Porque o tinnitus de baixa frequência é raro e pouco estudado comparado ao tinnitus agudo. Quando as pessoas começaram a relatar o "Hum" nos anos 1970, os pesquisadores não tinham ferramentas adequadas para investigar frequências tão baixas, e a condição não se encaixava nos padrões conhecidos da época.
Os 28 voluntários do estudo — eles foram selecionados de forma aleatória ou já eram pessoas que afirmavam ouvir o som?
Já afirmavam ouvir. Esse é um ponto importante: o estudo não provou que todas as pessoas que relatam o "Hum" têm tinnitus. Apenas que essa é uma explicação plausível para alguns casos. Outros podem estar ouvindo algo genuinamente externo.

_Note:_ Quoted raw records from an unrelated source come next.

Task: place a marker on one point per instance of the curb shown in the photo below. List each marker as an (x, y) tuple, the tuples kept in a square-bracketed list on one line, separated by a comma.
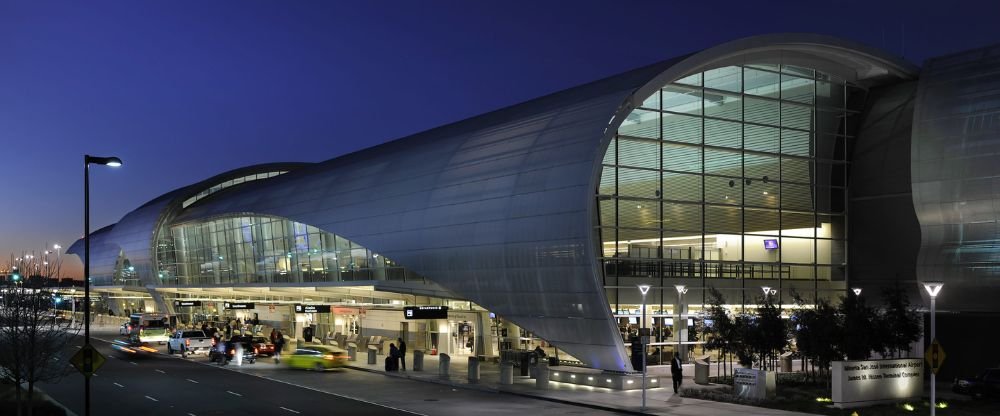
[(482, 388)]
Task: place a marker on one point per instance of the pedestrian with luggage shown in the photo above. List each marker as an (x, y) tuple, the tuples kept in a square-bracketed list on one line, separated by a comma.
[(676, 371), (392, 361), (402, 354), (279, 343)]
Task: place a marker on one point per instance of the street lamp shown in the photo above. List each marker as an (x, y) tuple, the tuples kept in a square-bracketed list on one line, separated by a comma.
[(933, 288), (87, 161), (643, 336), (680, 291)]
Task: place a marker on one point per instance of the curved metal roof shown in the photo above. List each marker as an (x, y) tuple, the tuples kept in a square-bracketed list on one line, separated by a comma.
[(498, 208)]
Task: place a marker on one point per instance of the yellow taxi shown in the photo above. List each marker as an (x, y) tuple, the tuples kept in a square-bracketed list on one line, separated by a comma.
[(317, 357)]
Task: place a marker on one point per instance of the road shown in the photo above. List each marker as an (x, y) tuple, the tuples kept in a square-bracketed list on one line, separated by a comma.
[(159, 384)]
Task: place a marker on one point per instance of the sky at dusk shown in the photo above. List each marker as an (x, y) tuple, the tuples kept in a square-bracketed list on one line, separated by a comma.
[(183, 90)]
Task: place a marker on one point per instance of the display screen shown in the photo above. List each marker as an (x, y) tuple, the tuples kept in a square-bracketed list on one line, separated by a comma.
[(425, 312)]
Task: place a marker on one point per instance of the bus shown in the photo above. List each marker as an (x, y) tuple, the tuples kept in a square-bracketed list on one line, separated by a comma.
[(150, 327)]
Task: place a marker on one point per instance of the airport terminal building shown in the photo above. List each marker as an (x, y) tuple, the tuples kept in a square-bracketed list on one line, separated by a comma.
[(801, 163)]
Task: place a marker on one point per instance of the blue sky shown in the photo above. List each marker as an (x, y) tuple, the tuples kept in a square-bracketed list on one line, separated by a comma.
[(182, 90)]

Se o tinnitus não tem cura, qual é o valor prático dessa descoberta?
Enorme. Quando você finalmente entende o que está acontecendo — que é um processo interno do seu próprio ouvido, não uma ameaça externa — muda tudo psicologicamente. Além disso, conhecer a causa abre caminho para estratégias de adaptação específicas que funcionam melhor do que simplesmente viver na incerteza.
Apenas dois dos 28 participantes tiveram variações auditivas. Isso não enfraquece a hipótese do tinnitus?
Na verdade, reforça. Se o tinnitus de baixa frequência fosse causado por audição anormalmente sensível, esperaríamos ver mais variações. O fato de a maioria ter audição normal sugere que o mecanismo é mais sutil — algo no processamento interno do ouvido, não na capacidade de ouvir em si.
Então o "Hum" pode ser real e não real ao mesmo tempo?
Exatamente. É real para quem ouve — a experiência é genuína. Mas a fonte é interna, não externa. É como a diferença entre ver algo no espelho e ver algo na rua. Uma é uma percepção real de algo que não está ali fora.